I am sure that there will be others who are more forgiving, but in the end there were too many inconsistencies and plot coincidences to make this one a success for me. I really wanted this one to work, but sadly in the end it didn’t – despite the quote on the cover by Robin Hobb that told me it would. This does not have the complexity, depth or the deft nuances of a Robin Hobb, though it can undoubtedly be entertaining.
In summary, Truthwitch has a lot of elements that many readers will like, but there are others that will annoy some readers. Entertaining yet undemanding, for me this was a book that at times was great but at other times frustrating.

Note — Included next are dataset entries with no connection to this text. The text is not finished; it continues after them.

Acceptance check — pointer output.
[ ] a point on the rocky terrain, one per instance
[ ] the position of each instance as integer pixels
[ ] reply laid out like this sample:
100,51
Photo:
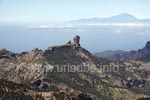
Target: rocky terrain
140,55
70,72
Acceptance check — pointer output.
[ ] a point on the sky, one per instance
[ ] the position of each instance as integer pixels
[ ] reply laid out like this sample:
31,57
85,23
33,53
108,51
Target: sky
46,11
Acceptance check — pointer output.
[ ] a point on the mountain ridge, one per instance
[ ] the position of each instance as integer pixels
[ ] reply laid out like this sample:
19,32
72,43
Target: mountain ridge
140,55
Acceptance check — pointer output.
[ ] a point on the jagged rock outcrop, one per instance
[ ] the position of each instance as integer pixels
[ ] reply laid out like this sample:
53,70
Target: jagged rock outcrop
6,54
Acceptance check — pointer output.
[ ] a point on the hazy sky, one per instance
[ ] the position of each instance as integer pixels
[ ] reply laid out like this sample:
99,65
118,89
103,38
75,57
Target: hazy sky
21,11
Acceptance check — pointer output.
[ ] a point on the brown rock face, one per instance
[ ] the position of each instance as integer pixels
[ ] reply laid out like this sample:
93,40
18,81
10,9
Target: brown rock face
148,44
77,40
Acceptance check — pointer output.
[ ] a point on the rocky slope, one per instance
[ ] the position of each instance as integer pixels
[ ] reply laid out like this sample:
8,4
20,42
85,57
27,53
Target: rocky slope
67,72
140,55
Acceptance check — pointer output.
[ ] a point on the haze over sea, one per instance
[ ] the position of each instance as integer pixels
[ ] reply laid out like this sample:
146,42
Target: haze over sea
95,38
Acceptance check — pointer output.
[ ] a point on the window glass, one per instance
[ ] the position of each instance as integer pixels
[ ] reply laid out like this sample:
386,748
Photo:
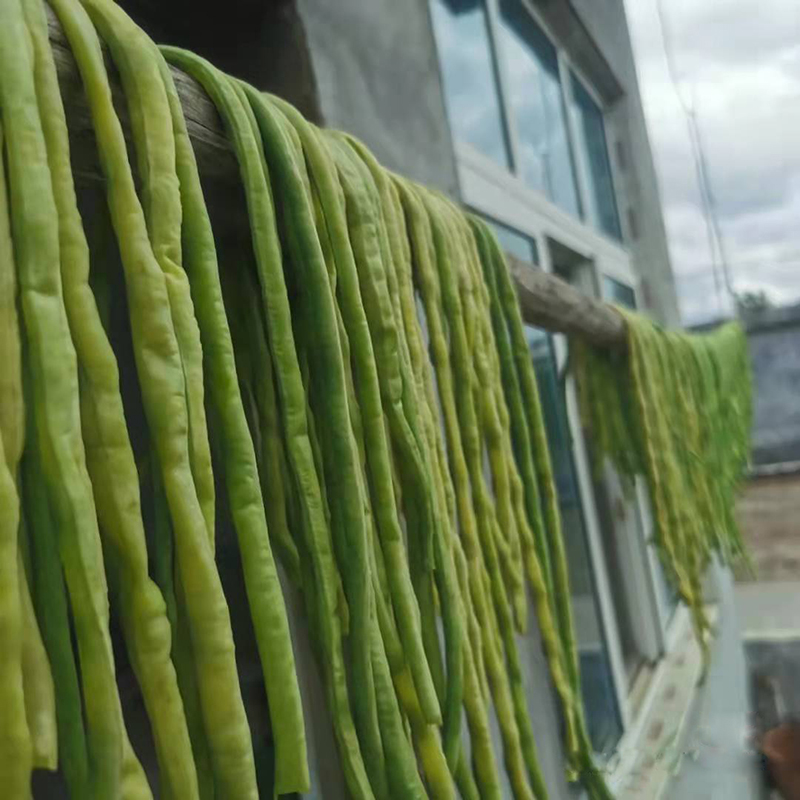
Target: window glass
518,244
592,140
599,697
535,96
468,75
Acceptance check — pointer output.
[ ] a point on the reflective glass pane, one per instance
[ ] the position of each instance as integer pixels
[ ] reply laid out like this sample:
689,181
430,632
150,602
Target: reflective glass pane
468,75
518,244
535,96
615,291
599,697
592,135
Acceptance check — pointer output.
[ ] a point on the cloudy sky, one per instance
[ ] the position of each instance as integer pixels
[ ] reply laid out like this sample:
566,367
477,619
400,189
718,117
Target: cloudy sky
738,65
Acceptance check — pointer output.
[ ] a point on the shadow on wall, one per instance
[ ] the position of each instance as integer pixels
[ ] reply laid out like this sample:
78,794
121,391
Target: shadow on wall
774,338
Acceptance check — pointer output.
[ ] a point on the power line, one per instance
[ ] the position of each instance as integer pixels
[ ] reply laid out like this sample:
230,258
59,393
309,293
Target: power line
716,245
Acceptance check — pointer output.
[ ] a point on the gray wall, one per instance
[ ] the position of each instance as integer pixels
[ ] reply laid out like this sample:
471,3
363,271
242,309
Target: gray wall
775,358
378,77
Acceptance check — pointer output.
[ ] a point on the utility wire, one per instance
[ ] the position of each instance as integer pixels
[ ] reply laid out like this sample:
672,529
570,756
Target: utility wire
719,261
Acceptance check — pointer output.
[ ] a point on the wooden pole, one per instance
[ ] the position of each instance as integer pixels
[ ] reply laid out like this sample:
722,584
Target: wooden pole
545,300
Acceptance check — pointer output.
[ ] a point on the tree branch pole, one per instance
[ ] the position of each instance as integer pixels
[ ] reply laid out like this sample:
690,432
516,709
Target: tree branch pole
546,301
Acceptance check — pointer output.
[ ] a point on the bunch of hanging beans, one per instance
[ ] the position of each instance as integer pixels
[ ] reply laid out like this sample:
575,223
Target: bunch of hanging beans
348,392
675,408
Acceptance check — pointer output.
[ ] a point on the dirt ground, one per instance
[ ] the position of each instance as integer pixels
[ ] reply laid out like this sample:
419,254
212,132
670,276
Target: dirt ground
769,514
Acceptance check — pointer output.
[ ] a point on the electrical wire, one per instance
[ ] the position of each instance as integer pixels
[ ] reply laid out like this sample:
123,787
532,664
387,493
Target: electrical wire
716,243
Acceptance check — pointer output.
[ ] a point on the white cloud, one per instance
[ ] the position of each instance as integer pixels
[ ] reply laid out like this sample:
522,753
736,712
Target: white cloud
738,65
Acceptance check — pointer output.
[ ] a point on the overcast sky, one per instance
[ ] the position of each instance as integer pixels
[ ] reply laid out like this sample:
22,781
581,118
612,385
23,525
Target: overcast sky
738,62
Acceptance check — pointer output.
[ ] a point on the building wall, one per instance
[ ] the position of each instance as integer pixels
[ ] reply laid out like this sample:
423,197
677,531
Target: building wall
637,181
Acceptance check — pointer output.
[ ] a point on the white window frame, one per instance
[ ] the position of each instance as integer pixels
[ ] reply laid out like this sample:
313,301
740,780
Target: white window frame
498,192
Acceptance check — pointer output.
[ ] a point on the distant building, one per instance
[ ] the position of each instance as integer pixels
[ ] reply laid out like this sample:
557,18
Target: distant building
529,113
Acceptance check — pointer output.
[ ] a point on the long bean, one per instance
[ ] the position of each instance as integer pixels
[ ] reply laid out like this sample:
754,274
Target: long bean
163,392
109,454
55,395
263,587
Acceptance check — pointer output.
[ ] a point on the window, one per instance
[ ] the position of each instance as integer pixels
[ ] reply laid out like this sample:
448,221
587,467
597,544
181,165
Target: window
599,696
535,97
468,75
601,200
624,295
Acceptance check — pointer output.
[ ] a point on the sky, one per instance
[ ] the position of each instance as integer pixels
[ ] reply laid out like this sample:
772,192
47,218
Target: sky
737,64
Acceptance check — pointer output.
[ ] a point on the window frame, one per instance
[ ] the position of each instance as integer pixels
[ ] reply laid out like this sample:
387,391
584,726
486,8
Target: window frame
570,69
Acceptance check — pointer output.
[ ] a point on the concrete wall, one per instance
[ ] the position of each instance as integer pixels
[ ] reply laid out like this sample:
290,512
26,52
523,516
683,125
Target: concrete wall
378,77
775,357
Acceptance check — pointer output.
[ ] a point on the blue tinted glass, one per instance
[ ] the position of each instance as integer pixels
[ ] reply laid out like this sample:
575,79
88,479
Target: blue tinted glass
468,74
615,291
519,245
535,96
599,698
602,200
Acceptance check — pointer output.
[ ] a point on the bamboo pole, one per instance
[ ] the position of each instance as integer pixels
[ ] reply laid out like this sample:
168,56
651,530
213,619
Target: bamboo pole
545,300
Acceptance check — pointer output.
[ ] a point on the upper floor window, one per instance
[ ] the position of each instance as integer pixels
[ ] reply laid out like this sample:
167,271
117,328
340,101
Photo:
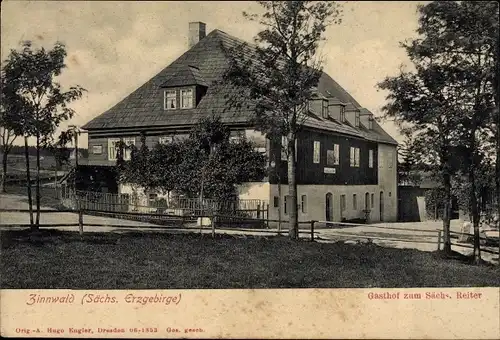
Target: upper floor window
284,148
127,153
166,139
316,152
332,156
370,158
325,109
113,148
354,157
186,99
97,149
342,113
170,100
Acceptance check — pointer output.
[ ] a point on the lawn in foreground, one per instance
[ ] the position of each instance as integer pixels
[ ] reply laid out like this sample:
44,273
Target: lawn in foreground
160,261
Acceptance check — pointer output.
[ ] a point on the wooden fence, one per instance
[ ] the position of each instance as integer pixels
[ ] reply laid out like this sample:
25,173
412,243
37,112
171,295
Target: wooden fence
88,200
221,223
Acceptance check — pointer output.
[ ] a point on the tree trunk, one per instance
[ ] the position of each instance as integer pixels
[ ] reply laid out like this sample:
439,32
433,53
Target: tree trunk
446,214
475,216
4,171
37,221
292,191
28,181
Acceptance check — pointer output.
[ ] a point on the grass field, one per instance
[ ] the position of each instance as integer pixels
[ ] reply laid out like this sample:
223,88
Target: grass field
57,259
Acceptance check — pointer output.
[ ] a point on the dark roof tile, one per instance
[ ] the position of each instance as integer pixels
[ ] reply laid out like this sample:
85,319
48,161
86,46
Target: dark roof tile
204,64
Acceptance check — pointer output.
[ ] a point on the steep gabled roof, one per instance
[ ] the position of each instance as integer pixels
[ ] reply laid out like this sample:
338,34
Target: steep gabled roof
188,75
205,64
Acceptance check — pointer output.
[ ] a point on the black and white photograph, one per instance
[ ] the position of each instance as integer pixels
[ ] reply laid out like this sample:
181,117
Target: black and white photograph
179,146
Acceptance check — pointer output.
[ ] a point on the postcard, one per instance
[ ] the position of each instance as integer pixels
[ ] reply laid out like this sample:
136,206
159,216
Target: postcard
205,169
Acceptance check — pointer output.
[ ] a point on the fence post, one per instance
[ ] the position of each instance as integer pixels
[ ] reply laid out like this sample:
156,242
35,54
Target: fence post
213,225
312,230
80,221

*Example: When one of the girls is gravely ill and possibly close to death, the other girl attacks the captain of a ship they are travelling on and threatens to kill him, even after the captain calmly explains that by doing what she wants at that moment would kill them all. That’s the captain (who has had the indecency to rescue them), the other girl and all of the ship’s crew…
Truthwitch by Susan Dennard
Book 1 of the Witchland Series
Published by TOR UK, January 2016
416 pages
ISBN: 978-1447282044




I’m brazilian and the book has not been released here, so I’m reading in English. When she uses “rutting” I just do not understand!!! It’s so frustrating! A translation doesn’t exist for that word in Portuguese. Can you tell me a synonym?
‘Rutting’: euphemism for ‘sex’, Ellen. But if I remember, isn’t it used here as a curse/swear word?